92 Killed in Iraq as PM Comes Under Rocket Fire in Ramadi

by , December 29, 2015

Prime Minister Haider al-Abadi visited a relatively safe zone in the recently recovered city of Ramadi, where he promised to move the fighting against the Islamic State to the northern city of Mosul. However, there are reports that he was evacuated due to rocket fire. Meanwhile, Anbar’s governor, Suhaib al-Rawi, said over a thousand militants were killed during the battle for Ramadi. The true tallies of the fighting may never be publicly known.

Whether the same tactics used in Ramadi will work in Mosul is unknown. Because Anbar is a Sunni Arab province neither Shi’ite nor Kurdish militiamen were brought in as support for the Iraqi Army. It is unlikely that either group will bow out of the fight for Mosul, though, as Kurds and Shi’ite Arabs have conflicting claims on the city.

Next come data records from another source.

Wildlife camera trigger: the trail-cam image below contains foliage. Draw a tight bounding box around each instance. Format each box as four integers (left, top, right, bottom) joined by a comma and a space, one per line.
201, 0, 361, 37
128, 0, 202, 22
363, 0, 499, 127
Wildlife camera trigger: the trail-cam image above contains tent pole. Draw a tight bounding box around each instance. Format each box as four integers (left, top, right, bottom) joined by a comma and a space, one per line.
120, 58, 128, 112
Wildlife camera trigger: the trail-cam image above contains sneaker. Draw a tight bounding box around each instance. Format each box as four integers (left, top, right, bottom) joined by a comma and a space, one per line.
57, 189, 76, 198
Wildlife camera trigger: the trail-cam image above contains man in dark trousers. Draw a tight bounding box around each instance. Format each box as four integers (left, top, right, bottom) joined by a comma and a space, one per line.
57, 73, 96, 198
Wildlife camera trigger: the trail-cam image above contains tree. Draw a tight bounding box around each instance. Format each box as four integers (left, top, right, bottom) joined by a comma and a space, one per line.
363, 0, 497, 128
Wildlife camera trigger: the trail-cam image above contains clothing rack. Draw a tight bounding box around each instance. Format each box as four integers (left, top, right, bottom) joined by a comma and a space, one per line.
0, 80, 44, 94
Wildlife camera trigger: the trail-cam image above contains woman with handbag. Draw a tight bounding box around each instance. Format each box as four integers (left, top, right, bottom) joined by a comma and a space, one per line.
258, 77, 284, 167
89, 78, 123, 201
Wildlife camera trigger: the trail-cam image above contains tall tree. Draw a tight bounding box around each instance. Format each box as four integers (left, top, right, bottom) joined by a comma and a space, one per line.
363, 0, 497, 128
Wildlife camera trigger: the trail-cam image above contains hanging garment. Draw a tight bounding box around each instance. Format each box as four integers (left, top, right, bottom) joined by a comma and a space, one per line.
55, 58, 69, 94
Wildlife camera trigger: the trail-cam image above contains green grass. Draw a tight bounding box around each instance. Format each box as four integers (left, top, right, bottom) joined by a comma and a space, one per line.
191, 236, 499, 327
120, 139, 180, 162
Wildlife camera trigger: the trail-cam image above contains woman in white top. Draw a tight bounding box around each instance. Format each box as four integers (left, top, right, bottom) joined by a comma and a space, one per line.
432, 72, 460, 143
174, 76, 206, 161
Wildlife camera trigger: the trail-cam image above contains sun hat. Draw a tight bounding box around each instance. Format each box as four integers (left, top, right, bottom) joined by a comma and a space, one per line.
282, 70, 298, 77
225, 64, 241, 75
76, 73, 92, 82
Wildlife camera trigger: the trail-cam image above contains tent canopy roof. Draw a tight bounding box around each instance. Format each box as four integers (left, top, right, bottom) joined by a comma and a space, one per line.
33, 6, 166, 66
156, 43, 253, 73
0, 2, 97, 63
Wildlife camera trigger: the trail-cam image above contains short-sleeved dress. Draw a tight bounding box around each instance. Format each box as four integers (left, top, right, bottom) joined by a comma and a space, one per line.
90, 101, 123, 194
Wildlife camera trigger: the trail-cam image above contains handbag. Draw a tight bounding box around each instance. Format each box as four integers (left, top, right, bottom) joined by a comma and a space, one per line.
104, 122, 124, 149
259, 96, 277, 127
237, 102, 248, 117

At least 92 were killed and 35 were wounded:

Monday’s attack on Ba’Shiqah produced more casualties that previously reported. Earlier reports suggested only five Turkish soldiers were wounded. It appears that three more were wounded, bringing the total to eight injured. Thirteen militiamen were also killed and 16 were wounded.

In Baghdad, gunmen killed two civilians in separate locations. A bomb in Shabb killed one person and wounded eight others. One person was killed and eight were wounded during a blast in Suwaib.

Twenty villagers were executed for cooperating with Peshmerga forces near Mosul. Two female teachers were executed for refusing to teach Daesh lessons. Six officers were executed after they tried to escape the militants.

In Akashat, 20 militant leaders were killed in a strike.

At least 10 militants were killed in fresh airstrikes in the Ramadi suburbs.

Nine militants leaders were killed in a strike on Baaj.

In the Makhoul Mountains, four militants were killed in a strike.

Three militants were killed in an airstrike in Jazira.

Security forces killed a suicide bomber in Albu Aitha.

Airstrikes also took place in Mosul and nearby Falluja.